Photo de Maria Ziegler sur Unsplash

Réponse de Madame FIORILLO Maryse à Monsieur CAMPAIN, Sté IPI

(Suite au mail relaté sur le site de l’AUREP en date du 2 décembre 2022 n° 452)

J’ai pris connaissance de votre mail concernant mon projet d’acquisition d’une maison d’habitation située Rue des Brasseries à Lyon et vous en remercie. Vos explications sont claires et précises. 

L’argument avancé me convainc de la pertinence patrimoniale de cette acquisition en démembrement de propriété avec mes deux filles. Elles m’ont donné leur accord. Elles participeront au projet en procédant à l’acquisition de la nue-propriété avec les fonds que je leur donnerais.

Cependant avant de concrétiser l’opération j’aimerais avoir réponse à différentes questions. 

Les questions de Madame FIORILLO :

  • Le choix du futur des locataires, comme la détermination des modalités de location sont-ils laissés à ma libre décision ? 
  • Quelles charges devrais-je supportées ? 
  • Les travaux que j’aurai financé en ma qualité d’usufruitière, sont-ils déductibles des revenus fonciers ?
  • Quelle est l’étendue et la nature de mes droits quant à un éventuel arbitrage de cette maison, puis-je décider seul de vendre . Quelles seraient les conséquences d’une vente éventuelle ? 
  • Un jour viendra certainement où se posera la question de la gestion de cet immeuble. La gestion immobilière n’est pas nécessairement adaptée au grand âge. J’ai bien compris que l’usufruit prenait fin à la survenance de mon décès, mais peut-il s’interrompre avant. Peut-on renoncer à l’usufruit ? Quelles conséquences ?
  • Si pour l’instant je ne suis pas éligible à l’IFI, que se passerait-il si après avoir reçu l’héritage de ma mère (dont la santé est loin d’être excellente) il en était différemment. Quelle valeur serait prise en compte pour cet immeuble dont je ne détiendrais que l’usufruit ? 

Les réponses de Mr CAMPAIN à Madame FIORILLO

Je reprends une à une vos questions concernant la location à usage d’habitation de la maison de la rue des Brasseries. 

Location : en votre qualité d’usufruitière vous avez tous les pouvoirs nécessaires pour décider de louer, pour choisir le locataire pour fixer les modalités du bail, décider du loyer et des charges locatives. A ce titre, les droits de l’usufruitier sont précisés dans l’article 595 du Code civil : « (il) peut jouir par lui-même, donner à bail à un autre, même vendre ou céder son droit à titre gratuit ».

Charges : « L’usufruitier est tenu, pendant sa jouissance, de toutes les charges annuelles de l’héritage, telles que les contributions et autres qui dans l’usage sont censées charges des fruits », (article 608 du Code civil). A ce titre vous serez redevable par exemple, de l’impôt foncier, de l’assurance de l’immeuble.

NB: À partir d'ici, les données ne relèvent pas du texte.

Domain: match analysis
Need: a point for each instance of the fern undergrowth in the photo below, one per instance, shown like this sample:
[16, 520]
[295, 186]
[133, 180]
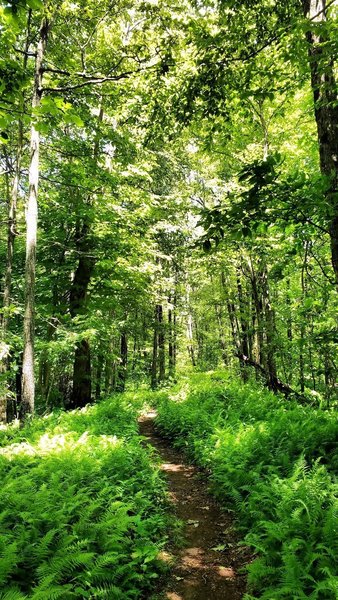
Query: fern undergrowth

Travaux : Vous devrez supportés l’ensemble des travaux d’entretien courant qui n’auront pas été mis à la charge du  locataire. Le bail précisera ses obligations en la matière. Les articles 605 et 606 du code civil précisent la répartition des charges entre l’usufruitier et le nu-propriétaire. Ce dernier ne supporte que les gros travaux (couverture entière, murs de soutènement, de clôture, etc..), toutes les réparations d’entretien seront supportées par vous en votre qualité d’usufruitière.

Déductibilité des travaux : Les charges et travaux que vous aurez supportés, indispensables à son habitabilité seront, sous certaines conditions, imputables sur votre revenu global d’une part, sur vos revenus fonciers d’autre part.  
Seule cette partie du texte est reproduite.